Are Canada’s telecom companies really a safe bet?
That all depends on how you read the tea leaves around the 5G revolution, particularly, how much all that new infrastructure will cost companies like BCE, Rogers and Shaw Communications (Shaw Communications Stock Quote, Chart, News TSX:SJR.B), says investor David Cockfield, who argues there may be downside ahead for the telcos as the 5G build-out continues.
Canada and the rest of the world are preparing for the fifth generation in mobile broadband which comes with promises of vastly superior connectivity including download and upload speeds between ten and 20 times faster than what’s available on current 4G networks.
But setting up the network and transmission points will include major capital expenditures for Canadian telcos. Accounts vary, but a 2018 report by Accenture estimated that while 5G could add 250,000 permanent new jobs and $40 billion annually to Canada’s economy, deploying the infrastructure could cost as much as $26 billion for Canadian carriers.
And Cockfield says until the projected costs are clearly stated, investors should be wary of telecom companies, especially ones like Shaw who stand outside of the Big Three —BCE, Rogers and Telus— and could feel the impact of the 5G deployment more strongly.
“I really think that this is a question that should be asked a little more because 5G is going to be very expensive and I look at BCE and Shaw and think that BCE is probably better to absorb the cost,” said Cockburn, managing director and portfolio manager at Northland Wealth, who spoke to BNN Bloomberg on Friday.
“This is a big, big step that the companies are having to take and an expensive one. It’s a confusing situation,” he said.
“My view is that you probably stand back and wait and see,” said Cockburn. Canada’s telcos have trod different paths in 2019, an anomaly for names which often travel as a sector as investors take greater or lesser defensive positions. Where BCE and Telus showed good gains, the past 12 months have been less kind to Rogers, which will likely finish the year in the negative, and Shaw, which made modest gains but is still tracking within the same range that it has been for the past half-decade.
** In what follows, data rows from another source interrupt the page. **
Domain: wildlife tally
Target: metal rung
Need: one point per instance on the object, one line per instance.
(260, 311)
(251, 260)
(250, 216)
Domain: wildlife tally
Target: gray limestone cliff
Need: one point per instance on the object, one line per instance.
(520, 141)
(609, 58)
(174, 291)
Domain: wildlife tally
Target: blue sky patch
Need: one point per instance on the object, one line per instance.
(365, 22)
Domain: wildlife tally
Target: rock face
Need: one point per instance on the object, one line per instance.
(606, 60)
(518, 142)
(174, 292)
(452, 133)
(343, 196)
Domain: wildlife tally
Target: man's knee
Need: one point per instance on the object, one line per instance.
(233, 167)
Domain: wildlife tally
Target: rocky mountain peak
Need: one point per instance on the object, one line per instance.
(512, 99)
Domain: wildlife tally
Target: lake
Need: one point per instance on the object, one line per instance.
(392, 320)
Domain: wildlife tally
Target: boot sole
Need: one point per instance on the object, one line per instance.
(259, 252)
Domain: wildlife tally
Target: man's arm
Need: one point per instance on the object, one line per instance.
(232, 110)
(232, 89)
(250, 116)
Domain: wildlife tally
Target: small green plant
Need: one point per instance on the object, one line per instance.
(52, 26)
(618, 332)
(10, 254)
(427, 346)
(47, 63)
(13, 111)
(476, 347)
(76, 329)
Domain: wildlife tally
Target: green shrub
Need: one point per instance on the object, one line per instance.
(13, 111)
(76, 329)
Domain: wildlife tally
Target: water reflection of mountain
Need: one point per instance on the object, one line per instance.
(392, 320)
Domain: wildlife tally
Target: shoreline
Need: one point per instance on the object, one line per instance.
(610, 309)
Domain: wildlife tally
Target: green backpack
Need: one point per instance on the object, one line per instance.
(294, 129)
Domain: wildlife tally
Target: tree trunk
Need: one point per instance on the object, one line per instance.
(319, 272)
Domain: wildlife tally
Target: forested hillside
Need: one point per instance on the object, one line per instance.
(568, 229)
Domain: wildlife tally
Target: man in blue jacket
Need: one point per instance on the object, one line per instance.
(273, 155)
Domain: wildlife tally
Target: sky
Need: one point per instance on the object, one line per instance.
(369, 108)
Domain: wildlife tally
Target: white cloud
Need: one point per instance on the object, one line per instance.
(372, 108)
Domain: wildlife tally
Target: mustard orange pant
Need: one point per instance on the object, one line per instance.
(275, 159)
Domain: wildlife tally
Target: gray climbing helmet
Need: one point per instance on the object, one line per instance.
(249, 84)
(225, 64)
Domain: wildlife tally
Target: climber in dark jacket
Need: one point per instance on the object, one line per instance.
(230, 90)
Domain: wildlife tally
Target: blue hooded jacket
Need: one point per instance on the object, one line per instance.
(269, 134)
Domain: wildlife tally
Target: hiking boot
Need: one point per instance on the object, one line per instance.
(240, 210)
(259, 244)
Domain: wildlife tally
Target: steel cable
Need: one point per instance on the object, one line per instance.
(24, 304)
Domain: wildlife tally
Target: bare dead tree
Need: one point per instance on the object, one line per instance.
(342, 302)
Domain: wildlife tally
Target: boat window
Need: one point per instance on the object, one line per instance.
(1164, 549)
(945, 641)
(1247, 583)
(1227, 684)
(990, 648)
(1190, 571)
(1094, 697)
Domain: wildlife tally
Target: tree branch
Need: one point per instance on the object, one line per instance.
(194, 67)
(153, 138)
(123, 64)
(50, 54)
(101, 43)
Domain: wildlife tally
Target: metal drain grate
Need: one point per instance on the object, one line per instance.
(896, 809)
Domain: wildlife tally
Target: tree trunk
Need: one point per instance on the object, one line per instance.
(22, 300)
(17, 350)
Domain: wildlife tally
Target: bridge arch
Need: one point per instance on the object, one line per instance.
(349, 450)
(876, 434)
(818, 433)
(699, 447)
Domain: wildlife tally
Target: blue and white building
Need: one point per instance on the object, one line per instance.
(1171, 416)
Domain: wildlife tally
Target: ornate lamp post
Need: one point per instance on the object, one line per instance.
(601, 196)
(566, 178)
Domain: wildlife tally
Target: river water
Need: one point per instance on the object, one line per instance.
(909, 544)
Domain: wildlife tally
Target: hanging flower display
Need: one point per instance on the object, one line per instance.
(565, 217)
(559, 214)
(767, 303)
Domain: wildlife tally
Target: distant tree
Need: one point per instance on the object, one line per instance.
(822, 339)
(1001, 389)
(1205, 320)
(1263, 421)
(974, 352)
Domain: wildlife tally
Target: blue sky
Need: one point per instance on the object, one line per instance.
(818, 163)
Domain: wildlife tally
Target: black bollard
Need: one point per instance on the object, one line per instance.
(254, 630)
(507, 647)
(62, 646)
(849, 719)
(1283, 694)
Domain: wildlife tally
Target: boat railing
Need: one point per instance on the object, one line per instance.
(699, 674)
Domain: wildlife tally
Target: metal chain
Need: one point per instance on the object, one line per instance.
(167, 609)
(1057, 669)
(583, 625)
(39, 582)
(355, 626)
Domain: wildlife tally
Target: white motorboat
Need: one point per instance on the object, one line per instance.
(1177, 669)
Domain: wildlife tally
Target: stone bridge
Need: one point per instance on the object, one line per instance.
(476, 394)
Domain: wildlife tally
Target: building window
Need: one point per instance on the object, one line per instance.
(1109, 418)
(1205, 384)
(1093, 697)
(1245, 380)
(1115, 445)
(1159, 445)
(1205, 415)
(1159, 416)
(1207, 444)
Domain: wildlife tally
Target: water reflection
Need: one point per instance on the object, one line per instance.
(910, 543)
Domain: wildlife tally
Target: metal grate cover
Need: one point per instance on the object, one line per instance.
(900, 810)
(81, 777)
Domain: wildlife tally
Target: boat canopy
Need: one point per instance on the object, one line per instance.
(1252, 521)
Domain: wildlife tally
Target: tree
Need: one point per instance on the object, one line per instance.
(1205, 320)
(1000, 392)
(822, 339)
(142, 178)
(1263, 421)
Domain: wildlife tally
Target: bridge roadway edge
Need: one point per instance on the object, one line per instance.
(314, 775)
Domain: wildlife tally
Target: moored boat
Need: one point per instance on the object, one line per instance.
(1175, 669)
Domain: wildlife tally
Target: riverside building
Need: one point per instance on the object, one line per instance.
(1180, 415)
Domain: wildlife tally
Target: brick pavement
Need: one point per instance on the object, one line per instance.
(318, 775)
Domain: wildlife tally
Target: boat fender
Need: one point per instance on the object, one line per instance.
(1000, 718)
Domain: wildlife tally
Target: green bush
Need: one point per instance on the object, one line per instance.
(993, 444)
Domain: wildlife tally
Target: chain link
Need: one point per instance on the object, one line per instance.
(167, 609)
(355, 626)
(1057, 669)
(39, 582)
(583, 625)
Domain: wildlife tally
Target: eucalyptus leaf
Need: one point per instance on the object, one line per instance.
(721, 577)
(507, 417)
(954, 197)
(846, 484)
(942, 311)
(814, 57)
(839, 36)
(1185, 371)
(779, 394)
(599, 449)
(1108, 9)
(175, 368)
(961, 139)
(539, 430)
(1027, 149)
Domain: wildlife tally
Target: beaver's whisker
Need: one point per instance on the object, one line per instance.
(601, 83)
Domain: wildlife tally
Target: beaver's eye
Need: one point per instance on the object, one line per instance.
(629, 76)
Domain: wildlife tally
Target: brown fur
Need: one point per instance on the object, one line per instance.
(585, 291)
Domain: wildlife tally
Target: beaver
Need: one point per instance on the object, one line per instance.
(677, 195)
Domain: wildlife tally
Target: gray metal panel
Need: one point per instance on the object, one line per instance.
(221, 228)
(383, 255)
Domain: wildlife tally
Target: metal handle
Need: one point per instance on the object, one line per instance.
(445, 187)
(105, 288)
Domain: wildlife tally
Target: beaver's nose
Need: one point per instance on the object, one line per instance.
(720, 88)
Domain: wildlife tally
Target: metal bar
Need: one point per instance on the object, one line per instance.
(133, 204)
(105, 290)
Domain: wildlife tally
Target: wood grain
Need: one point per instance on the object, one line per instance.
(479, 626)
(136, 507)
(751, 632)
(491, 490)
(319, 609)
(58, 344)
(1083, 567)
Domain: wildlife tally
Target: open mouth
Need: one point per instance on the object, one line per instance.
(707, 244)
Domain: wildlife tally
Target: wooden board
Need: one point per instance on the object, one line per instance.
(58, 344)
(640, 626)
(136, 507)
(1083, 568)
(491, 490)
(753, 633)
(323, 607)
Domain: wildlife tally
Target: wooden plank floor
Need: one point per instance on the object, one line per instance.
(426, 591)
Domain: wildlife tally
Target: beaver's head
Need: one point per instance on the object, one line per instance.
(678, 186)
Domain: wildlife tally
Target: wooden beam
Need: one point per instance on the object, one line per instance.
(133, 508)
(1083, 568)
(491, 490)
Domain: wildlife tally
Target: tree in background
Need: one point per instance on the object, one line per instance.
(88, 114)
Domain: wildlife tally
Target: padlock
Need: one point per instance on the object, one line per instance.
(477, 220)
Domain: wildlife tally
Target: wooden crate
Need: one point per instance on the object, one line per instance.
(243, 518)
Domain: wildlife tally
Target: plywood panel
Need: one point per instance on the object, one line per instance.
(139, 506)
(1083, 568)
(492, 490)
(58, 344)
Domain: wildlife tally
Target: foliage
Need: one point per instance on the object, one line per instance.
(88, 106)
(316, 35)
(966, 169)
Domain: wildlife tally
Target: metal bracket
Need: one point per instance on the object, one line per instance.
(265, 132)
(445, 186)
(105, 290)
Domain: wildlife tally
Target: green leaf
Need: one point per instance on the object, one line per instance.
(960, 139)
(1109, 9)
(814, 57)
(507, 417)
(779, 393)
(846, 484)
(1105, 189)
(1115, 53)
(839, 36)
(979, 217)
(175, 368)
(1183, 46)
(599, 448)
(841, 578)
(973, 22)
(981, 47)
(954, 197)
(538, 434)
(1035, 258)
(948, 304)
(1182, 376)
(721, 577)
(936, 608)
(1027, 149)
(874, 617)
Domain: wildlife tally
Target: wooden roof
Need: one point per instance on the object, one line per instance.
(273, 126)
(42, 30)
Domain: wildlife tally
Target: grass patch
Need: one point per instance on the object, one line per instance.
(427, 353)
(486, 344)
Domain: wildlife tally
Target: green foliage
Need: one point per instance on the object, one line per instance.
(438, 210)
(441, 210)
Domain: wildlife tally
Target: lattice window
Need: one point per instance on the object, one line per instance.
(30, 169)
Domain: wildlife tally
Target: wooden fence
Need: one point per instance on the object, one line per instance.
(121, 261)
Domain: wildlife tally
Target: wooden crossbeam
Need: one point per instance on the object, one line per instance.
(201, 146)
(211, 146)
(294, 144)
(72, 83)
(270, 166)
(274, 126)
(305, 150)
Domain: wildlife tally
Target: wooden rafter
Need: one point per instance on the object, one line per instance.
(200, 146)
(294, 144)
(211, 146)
Ahead of Shaw’s quarterly numbers due in early January, the company’s fiscal fourth quarter in October delivered higher subscriber growth from Freedom Mobile which exceeded expectations with 90,7000 new customers. Revenue for the quarter was up marginally to $1.35 billion while Shaw’s profit sank from $0.38 per share last year to $0.32 per share.
“I read the various researcher reports and none of the ones on the big telecommunications companies have come forward with estimates on how much this is going to cost. So I’d be a little cautious about stepping into any of the communications stocks right at this time until I see a little more background on what the actual 5G cost is going to be,” Cockfield said.
“We’re going to 5G whether we want it or not because if we don’t, we’ll be behind the rest of the world. And it is a big step forward. The increase in efficiency has to happen. But the cost has to happen, as well, unfortunately,” he said.